それだけではない。韓国の大韓体育会という組織は「福島県産などの食材を食べるな」と選手に指導し、勝手に「給食支援センター」を開設して希望する選手のために弁当を作って選手村に届ける活動を始めた。
あからさまに、福島への風評被害を煽り立てるような言い草である。あらゆる方向で韓国は「反日活動」を一気に押し進めてきた。
【金融・経済・投資】鈴木傾城が発行する「ダークネス・メルマガ編」はこちら(初月無料)
「いち早くソウルなり釜山なり韓国に帰りなさい」
韓国の反日横断幕が日本のメディアに掲載されても、多くの日本人は韓国のやっていることに怒りは感じても直接的抗議はしなかった。政治家も個人的には「腹立たしい」とはつぶやいていたものの、韓国に対して具体的なアクションをかけることもなかった。
「何をやっても日本人は泣き寝入りする」という、悪しきパターンがここでも繰り返されようとしていた。
しかし、韓国のやりたい放題の反日言動に「こんなのは許せない」と立ち上がり、反日横断幕を掲げる韓国選手団に向けて直接「即時、帰国を求める。ここまで来たら日韓断交しかない」と選手村の前で抗議した2人の若者がいた。

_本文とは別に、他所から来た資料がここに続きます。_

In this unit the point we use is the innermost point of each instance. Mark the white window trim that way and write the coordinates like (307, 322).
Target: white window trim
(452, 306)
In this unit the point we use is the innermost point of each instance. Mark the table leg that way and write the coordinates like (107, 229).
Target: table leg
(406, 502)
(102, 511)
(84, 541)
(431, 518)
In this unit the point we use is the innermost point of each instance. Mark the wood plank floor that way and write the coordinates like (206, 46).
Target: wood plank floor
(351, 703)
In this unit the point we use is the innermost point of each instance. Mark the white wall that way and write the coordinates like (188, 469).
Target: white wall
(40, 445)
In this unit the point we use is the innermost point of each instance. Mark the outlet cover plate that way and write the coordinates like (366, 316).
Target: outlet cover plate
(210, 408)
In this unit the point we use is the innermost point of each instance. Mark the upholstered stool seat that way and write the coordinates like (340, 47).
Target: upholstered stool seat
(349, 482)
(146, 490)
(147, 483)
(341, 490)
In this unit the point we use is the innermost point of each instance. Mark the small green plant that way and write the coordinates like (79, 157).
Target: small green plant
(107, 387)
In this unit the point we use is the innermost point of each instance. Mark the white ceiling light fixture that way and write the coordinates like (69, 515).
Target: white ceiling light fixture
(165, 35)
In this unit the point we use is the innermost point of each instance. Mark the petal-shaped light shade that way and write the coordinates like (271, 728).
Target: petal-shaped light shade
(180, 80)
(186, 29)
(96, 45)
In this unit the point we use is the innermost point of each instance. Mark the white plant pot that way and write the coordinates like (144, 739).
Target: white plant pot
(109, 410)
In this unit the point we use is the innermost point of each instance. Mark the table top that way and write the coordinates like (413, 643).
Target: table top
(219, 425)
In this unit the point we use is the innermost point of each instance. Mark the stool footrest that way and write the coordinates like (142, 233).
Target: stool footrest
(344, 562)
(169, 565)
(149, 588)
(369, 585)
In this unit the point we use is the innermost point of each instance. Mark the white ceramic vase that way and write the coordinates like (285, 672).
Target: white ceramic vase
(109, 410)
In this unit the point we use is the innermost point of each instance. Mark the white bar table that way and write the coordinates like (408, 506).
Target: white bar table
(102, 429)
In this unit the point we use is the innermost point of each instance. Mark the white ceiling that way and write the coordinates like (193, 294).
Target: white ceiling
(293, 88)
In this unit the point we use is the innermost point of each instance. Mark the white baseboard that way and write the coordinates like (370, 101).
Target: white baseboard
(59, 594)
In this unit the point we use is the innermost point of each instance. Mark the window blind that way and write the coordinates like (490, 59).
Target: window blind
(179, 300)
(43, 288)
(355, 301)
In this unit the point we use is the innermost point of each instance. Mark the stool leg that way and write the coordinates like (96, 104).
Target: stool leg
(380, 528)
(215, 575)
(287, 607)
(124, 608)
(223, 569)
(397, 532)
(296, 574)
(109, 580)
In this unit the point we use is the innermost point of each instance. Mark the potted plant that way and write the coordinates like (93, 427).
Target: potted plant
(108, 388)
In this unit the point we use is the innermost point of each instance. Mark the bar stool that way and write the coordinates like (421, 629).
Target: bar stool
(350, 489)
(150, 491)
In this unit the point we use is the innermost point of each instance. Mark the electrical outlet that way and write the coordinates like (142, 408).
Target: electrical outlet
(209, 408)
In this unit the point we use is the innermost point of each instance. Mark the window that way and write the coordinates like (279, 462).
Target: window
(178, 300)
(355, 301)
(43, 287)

九十九晃《つくも・あきら》、そして山本和幸《やまもと・かずゆき》の2人である。
いずれも日本国民党の党員だが、2人は反日横断幕がメディアで報道された翌日にはもう選手村に飛んでいき、韓国選手団が寝泊まりする棟の前で抗議活動をしていたのだった。
『韓国選手団は反日横断幕を掲げて文在寅政権と共に韓国の反日を煽る行動を続けている。私はそのことを持って、まずは韓国選手団の皆さんに、お前らはさっさと帰りなさいと……、韓国は要らないから、いち早くソウルなり釜山なり韓国に帰りなさい、と警告をしにやって参りました』
九十九はそう叫んでいる。
『今、この反日横断幕を外さないのであれば、ただちに韓国選手団は荷物を片づけてすぐに羽田空港でも成田空港でも行って帰国して、東京オリンピックをボイコットしてもらって、そして韓国内で大きな攻撃を受ければいいんですよ! そのために日本国民も大きく大きく、この韓国の反日扇動、これに対して抗議の声、怒りの声を上げなければならない!』
山本和幸も旭日旗を手に叫び、韓国選手団に日本人の抗議の声を大音響で轟かせたのであった。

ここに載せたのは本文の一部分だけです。